In this study, we observed the salt-dependent LLPS behavior of Tau protein, with electrostatic and hydrophobic interactions as dominant driving forces under low- and high-salt conditions, respectively. By smFRET experiments and MD simulations, we characterized the conformations of Tau under different salt conditions and their changes upon LLPS. At low and high salt concentrations conducive to LLPS of Tau, native Tau exhibits different levels of conformational compactness, showing intramolecular interactions between different regions. Upon the occurrence of LLPS under these conditions, Tau protein undergoes a conformational transition to an extended state, irrespective of distinct driving forces for LLPS. This extension enhances intermolecular interactions that exhibit patterns similar to those of the intramolecular interactions within free monomers and facilitates the formation of dynamic networks crucial for liquid condensation. In contrast, at intermediate salt concentrations, the charge screening effects prevent significant intramolecular interactions within monomeric Tau, resulting in a lack of intermolecular contacts that promote LLPS under crowded conditions. These findings, derived from direct experimental observations and computational simulations, provide valuable insights into the correlation between conformational properties of individual chains of IDPs and their capacity for LLPS, bridging molecular-level dynamics with mesoscale phase behavior.

Methods

Protein Expression and Purification

The human full-length Tau gene (i.e., the longest isoform 2N4R Tau) was generously provided by Prof.
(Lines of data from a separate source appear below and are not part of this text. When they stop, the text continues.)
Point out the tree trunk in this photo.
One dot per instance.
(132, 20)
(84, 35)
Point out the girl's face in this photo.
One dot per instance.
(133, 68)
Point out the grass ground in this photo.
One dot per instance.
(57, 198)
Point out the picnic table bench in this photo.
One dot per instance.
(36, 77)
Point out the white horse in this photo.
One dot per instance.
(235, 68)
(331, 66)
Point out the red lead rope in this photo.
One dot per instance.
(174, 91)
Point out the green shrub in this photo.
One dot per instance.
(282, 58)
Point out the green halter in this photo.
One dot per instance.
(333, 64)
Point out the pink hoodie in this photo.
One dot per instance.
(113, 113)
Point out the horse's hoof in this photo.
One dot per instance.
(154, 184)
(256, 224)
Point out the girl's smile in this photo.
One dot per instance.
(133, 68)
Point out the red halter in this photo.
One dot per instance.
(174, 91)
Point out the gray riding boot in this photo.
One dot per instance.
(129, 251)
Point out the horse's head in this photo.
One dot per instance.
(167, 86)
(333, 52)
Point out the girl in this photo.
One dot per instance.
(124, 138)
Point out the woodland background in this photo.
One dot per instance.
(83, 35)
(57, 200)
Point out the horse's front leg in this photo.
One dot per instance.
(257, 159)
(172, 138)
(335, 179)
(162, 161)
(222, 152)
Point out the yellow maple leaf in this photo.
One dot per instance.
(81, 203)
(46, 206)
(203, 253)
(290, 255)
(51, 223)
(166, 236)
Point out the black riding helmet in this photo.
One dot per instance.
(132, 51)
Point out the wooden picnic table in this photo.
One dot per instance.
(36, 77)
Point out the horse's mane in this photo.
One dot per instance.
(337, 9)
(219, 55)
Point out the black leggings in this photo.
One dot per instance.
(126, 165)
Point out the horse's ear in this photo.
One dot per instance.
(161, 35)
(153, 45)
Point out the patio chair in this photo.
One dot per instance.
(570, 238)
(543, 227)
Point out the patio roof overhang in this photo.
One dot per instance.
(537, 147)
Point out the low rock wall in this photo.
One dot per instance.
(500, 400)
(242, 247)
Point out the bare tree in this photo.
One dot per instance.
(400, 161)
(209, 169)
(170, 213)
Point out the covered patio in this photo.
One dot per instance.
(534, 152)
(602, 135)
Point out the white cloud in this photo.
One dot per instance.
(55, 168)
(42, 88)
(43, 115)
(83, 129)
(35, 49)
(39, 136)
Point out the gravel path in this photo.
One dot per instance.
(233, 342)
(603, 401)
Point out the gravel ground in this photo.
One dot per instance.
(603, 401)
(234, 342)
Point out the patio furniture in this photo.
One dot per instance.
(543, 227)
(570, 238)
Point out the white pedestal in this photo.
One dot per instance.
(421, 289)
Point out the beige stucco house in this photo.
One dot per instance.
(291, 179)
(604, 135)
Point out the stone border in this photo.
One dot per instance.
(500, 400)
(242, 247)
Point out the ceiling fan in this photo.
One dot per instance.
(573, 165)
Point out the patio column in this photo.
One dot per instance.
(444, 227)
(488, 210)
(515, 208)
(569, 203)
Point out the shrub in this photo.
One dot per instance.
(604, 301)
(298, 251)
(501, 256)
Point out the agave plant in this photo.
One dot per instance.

Jianzhi Wang and Rong Liu (Huazhong University of Science and Technology, China) and subsequently subcloned into the pET-28a vector. The four dual-Cys variants of Tau (T17C/Q244C, T149C/Q244C, Q244C/I354C, and I354C/S433C, referred to as Tau_17/244, Tau_149/244, Tau_244/354, and Tau_354/433 in this study) used for smFRET study were constructed previously. The expression and purification of Tau protein and its variants were performed as previously described. , Briefly, after cell culture and induction, the cells were subjected to boiling, sonication, and centrifugation. The supernatant containing Tau protein was precipitated with ammonium sulfate and subsequently purified by using ion exchange chromatography. The fractions containing Tau protein were combined and further purified by Superdex 200 column (GE Healthcare) using 30 mM Tris-HCl (pH 7.5) including 150 mM NaCl and 2 mM DTT as the elution buffer. Protein concentration was determined by measuring the absorbance at 280 nm using a Nanodrop 2000 spectrometer with an extinction coefficient of 7450 M^–1 cm^–1. Aliquots of the protein were flash-frozen and stored at −80 °C.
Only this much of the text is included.